- Freepik
Guru Besar UMY Ingatkan Usulan Pembentukan Negara Islam Tak Sama dengan Akidah, Masyarakat Indonesia Diminta Mengerti...
Jakarta, tvOnenews.com - Guru Besar Ilmu Sosiologi Universitas Muhammadiyah Yogyakarta (UMY) Prof.
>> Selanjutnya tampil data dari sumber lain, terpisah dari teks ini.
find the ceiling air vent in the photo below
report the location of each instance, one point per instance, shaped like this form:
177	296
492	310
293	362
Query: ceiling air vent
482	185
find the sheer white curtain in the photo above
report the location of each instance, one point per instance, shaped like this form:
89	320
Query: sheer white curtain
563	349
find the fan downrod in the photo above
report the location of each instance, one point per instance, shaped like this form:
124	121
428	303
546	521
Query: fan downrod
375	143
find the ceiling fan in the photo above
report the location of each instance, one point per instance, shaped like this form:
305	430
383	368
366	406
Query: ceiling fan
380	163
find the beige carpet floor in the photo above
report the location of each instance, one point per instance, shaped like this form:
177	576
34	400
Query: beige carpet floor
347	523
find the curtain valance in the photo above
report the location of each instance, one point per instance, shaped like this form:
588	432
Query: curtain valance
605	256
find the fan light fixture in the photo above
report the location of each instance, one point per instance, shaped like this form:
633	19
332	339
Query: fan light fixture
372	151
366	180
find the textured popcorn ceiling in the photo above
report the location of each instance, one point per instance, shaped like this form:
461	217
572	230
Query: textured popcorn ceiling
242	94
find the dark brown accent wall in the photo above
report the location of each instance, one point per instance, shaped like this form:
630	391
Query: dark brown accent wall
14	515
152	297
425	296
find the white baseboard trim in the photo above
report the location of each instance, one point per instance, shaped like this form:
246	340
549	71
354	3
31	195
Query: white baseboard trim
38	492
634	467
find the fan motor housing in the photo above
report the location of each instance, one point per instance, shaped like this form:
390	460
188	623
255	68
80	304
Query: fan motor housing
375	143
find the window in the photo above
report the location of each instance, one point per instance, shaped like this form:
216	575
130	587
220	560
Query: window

Zuly Qodir mengatakan adanya perbedaan terkait mendirikan negara Islam dengan akidah Islam.
Guru Besar UMY itu menyampaikan bahwasanya masyarakat Indonesia harus mengerti pendirian negara Islam atau khilafah islamiah berbeda dari akidah Islam.
"Kita harus bisa memisahkan antara gagasan khilafah islamiah atau gagasan negara Islam dengan bagaimana kita meyakini akidah Islam," ungkap Zuly dalam keterangan tertulisnya diterima di Jakarta, Kamis (4/7/2024).
Ia menjelaskan perbedaan terkait mendirikan negara Islam sangat dibutuhkan terutama untuk umat Muslim di Indonesia agar dijadikan sebagai acuan dan ilmu pengetahuan mereka.
"Menjadi pondasi utama untuk kaum Muslim," ucap Guru Besar UMY itu.
Guru Besar Ilmu Sosiologi Universitas Muhammadiyah Yogyakarta (UMY) Prof. Zuly Qodir tanggapi pembentukan negara Islam beda dari akidah. (ANTARA)
Ia menuturkan dari perbedaan akidah Islam dan gagasan dalam mendirikan negara Islam seringkali disalahgunakan.
Misalnya pembentukan negara Islam seringkali memunculkan kelompok radikal yang suka menggabungkan sejumlah akidah.
Ia berpendapat biasanya kelompok radikal selalu mencampurkan akidah bersifat mutlak dengan penafsiran akidah berupa fiqih siyasah atau politik.
Menurutnya, kedua akidah tersebut tidak memiliki sifat yang sama atau berbeda dari prinsipnya masing-masing.
"Ajaran khilafah islamiah atau seruan untuk mendirikan negara Islam adalah agenda politik dan merupakan bagian dari fiqih siyasah, fiqih yang membahas soal perpolitikan," jelasnya.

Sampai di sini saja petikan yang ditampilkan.